Je pense que trahir les autres, c’est se trahir avant tout soi-même. Il me peine de voir tant d’hommes et de femmes abdiquer leurs aspirations premières, celles qui les ont menés à s’impliquer en politique, tout simplement pour l’argent, le statut social ou la détention du pouvoir.


Le pouvoir, quel qu’il soit, comme chacun le sait, peut rendre « fou », pas seulement en politique comme nous le verrons. Mais en politique, il y a ce sentiment encore plus fort de trahison, car nos dirigeants tiennent véritablement une partie de notre destin entre leurs mains, alors qu’ils ont été élus et nous représentent ou ont été nommés par celles et ceux que nous élisons. photo DR


C’est aussi pour cela que j’ai choisi de ne jamais dépendre financièrement de la politique et de pouvoir m’en rapprocher comme m’en éloigner si mes convictions étaient profondément malmenées.

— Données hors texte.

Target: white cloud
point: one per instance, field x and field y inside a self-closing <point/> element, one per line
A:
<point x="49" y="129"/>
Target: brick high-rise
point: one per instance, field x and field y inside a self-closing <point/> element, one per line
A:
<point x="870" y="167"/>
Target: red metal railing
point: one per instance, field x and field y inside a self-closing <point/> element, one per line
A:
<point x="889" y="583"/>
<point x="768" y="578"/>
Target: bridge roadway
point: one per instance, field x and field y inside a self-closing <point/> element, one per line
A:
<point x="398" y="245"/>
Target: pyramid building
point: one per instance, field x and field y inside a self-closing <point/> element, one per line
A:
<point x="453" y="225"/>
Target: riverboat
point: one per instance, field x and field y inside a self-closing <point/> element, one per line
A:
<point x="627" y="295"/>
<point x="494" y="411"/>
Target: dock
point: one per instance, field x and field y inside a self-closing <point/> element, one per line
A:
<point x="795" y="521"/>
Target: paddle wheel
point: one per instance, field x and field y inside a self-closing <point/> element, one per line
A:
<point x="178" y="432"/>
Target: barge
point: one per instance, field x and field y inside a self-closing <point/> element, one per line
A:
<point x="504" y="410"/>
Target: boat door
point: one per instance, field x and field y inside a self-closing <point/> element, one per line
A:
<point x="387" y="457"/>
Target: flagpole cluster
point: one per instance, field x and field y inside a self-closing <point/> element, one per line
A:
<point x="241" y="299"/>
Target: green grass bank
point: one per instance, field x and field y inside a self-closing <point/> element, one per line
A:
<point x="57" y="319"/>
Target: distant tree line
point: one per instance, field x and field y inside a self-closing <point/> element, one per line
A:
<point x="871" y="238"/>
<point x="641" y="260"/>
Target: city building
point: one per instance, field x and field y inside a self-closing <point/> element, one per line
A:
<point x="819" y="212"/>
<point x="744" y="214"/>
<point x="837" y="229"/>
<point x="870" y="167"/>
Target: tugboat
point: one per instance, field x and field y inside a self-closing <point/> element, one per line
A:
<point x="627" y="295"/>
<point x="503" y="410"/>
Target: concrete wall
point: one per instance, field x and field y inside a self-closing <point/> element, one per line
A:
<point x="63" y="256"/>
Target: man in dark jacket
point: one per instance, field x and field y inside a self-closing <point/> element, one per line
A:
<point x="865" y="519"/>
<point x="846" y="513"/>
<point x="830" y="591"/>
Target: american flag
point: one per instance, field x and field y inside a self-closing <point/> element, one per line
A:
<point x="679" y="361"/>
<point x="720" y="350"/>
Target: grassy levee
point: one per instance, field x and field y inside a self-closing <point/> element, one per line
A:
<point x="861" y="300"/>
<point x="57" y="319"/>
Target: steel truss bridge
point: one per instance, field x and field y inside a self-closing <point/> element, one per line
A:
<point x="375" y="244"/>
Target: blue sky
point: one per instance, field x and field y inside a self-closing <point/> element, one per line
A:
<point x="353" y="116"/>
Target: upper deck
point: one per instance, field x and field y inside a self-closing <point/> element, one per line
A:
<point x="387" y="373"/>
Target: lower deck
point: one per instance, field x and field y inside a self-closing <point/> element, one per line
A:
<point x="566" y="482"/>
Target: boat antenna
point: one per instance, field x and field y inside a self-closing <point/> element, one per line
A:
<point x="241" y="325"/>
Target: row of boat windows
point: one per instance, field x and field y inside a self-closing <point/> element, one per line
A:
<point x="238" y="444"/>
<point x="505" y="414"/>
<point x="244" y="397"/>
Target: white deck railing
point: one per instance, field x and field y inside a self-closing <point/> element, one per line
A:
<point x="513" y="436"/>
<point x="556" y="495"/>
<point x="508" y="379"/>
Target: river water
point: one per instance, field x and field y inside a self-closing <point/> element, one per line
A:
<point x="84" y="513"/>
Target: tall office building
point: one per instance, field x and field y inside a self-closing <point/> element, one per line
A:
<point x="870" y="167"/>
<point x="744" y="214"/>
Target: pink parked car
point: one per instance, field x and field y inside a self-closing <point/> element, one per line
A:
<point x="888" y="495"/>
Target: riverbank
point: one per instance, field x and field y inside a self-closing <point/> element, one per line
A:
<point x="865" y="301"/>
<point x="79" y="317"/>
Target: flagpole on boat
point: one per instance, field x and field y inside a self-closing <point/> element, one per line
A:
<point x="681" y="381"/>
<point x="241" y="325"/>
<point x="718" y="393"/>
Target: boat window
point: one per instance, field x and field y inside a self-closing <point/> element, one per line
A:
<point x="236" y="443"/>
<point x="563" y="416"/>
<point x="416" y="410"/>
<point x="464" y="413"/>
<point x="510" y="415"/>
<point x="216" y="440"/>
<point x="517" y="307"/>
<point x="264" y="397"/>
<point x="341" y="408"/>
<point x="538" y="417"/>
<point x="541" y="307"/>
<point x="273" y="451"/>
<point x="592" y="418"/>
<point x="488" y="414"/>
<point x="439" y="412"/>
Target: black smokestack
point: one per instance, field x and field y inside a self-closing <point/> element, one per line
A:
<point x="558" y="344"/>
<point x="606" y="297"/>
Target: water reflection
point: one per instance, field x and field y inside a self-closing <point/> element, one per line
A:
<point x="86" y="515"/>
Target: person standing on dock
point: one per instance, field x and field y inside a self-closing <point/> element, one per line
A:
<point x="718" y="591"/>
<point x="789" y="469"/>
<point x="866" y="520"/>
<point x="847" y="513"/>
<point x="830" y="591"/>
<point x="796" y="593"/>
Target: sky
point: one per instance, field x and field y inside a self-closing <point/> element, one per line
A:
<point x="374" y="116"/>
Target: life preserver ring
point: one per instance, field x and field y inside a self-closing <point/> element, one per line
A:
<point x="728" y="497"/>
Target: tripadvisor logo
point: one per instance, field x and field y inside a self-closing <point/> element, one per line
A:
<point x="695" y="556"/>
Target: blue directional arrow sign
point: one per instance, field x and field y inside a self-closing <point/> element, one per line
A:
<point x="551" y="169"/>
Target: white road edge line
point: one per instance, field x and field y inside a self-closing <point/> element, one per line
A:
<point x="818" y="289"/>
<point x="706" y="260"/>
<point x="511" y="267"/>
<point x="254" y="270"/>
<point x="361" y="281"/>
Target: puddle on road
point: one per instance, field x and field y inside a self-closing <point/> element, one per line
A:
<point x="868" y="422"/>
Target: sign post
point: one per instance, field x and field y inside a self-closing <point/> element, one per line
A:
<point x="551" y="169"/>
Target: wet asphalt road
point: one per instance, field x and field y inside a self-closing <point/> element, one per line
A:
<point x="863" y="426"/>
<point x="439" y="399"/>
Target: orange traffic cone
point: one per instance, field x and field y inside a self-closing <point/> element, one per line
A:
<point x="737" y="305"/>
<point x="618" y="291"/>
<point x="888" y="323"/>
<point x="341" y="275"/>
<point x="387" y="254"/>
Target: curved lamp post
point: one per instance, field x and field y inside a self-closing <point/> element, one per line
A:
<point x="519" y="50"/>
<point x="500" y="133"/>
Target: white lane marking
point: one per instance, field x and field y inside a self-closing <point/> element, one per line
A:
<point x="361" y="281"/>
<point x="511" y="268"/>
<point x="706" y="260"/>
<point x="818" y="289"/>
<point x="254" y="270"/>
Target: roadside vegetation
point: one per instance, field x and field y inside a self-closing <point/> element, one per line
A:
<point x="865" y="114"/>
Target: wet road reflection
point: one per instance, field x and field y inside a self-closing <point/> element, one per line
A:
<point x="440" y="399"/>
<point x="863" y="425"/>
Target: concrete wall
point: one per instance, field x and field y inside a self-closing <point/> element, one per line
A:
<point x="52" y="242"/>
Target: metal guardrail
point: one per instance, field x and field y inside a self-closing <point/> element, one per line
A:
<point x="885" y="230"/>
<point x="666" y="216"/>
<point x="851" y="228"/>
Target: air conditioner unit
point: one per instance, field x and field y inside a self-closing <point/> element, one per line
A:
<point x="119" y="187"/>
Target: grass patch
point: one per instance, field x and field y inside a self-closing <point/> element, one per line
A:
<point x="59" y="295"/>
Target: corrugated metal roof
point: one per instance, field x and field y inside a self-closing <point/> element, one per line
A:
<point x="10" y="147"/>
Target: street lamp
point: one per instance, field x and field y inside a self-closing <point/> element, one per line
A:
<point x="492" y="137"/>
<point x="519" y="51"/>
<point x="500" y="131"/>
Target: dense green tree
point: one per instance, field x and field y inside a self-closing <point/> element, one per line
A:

Sans ces fondamentaux, il est tout simplement impossible de construire en confiance. Pouvoir s’appuyer solidement les uns sur les autres, c’est ce qui permet de passer ensemble les épreuves et d’atteindre ses objectifs.


C’est aussi ce que raconte ce livre. Que fidélité n’est pas servilité. Et que liberté n’est pas opportunisme. C’est toute ma vie.


Des couloirs de l’Assemblée nationale à Hollywood, d’Emmanuel Macron à la production d’un film, des rencontres marquantes en politique ou dans la culture, j’ai souhaité vous raconter les passages les plus significatifs de ma vie, ceux qui peuvent permettre de comprendre qu’il est vital de mettre ses actes en conformité avec ses paroles. Que les paroles doivent s’incarner dans la vraie vie. Que la séduction et la manipulation ne durent qu’un temps.

photo DR

Au travers de ce récit, je vous proposerai aussi des idées, des réflexions sur les changements à apporter en profondeur pour changer de logiciel et limiter les excès délétères dans l’exercice du pouvoir. Mais aussi un chemin, des réflexions sur la méthode pour y parvenir.


 

CHAPITRE 1 Ce qui me constitue


J’ai grandi à Villemoisson-sur-Orge, dans l’Essonne, près de Paris, mais mon enfance et ma jeunesse sont totalement empreintes de Gabian, un petit village de l’Hérault où ma famille a une partie de ses racines. Gabian, ses pieds de vigne, ses raisins, ses porettes, ses asperges sauvages. Dans ma tête, imprimés à jamais, il y a les contreforts des Cévennes au loin avec une vue imprenable sur le château de Cassan, notre maison occitane en pierres avec son grand jardin en espalier, des lauriers-roses, des iris blancs et violets, des acacias, des figuiers, des néfliers, des grappes lourdes de lilas qui embaument, un potager rempli de tomates, d’aubergines et de plantes aromatiques. Il y a le soleil écrasant du plein été, le goût de l’anis, du fenouil sauvage, celui des pâtes de fruits faites maison, la fameuse pâte de coings, mais aussi le souffle du mistral qui fait pencher les cyprès.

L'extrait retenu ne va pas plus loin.